Insgesamt hat der Roman einige gute Ideen, die jedoch in einer belanglosen Knall-Bumm-Action-Geschichte ärgerlich kurz angebunden verwurstet werden. Das Buch hätte gut und gern nur halb so dick sein können und hätte die wirklich essenziellen Grundgedanken nicht verloren. Für 530 Seiten jedoch ist ärgerlich viel Platz für Popcorn-Kino reserviert.

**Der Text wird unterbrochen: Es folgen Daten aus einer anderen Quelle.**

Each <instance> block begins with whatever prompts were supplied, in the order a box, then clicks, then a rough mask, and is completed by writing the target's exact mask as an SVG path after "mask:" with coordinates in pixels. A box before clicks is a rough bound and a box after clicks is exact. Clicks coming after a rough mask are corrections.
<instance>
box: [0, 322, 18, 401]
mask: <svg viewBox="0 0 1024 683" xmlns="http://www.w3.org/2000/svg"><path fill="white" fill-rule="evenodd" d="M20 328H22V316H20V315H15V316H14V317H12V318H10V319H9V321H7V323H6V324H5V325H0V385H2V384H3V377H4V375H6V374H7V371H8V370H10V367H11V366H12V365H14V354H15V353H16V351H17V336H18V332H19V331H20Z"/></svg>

Sprachlich wird das Buch der Genrebezeichnung “Cyberpunk” vollkommen gerecht. Sie ist keineswegs schön, sie ist nicht verspielt-bildhaft, sondern beschreibt eben die Dinge, die passieren, wobei für Erklärungen gern Prinzipien aus der Informatik als Modell zu Hilfe genommen werden. Letzteres erfreut besonders mich als einschlägig vorbelasteten Studenten - wo doch die Informatik eher selten als erklärendes Hilfsmittel in der Literatur heran gezogen wird. (Inwiefern nicht-computeraffine Leser abgehängt werden könnten, kann ich nicht beurteilen.) Vor allem die wörtliche Sprache gestaltet sich gern flapsig, reich an Kraftausdrücken. Zu Anfang des Buches hat diese Erzählweise noch einen gewissen Witz, sogar Selbstironie.
Der Auslieferator steht zu seinem Wort - die Pizza binnen dreißig Minuten, sonst können Sie sie umsonst haben, den Fahrer erschießen, sein Auto nehmen und eine Schadensersatzklage einreichen.
Dieser Drive verliert sich jedoch sehr schnell. Spätestens wenn sich Stephenson in den seitenlangen Recherchen über die Sumerer und frühzeitlichen Christen ergeht, irgendwelche Mythen auf Informatik umdeutet und der Erkenntnisgewinn über den Virus nur im Kriechtempo voran geht, habe ich mich persönlich gelangweilt gefühlt.
Die Geschichte lebt nicht von ihren Charakteren, sondern eindeutig von der Handlung. Überdurchschnittlich große Aufmerksamkeit erhalten dabei blutige Zweikämpfe oder sonstige Schnetzeleien. Wer das mag, wird sich freuen, wer es nicht mag... nun, dem kann keiner helfen.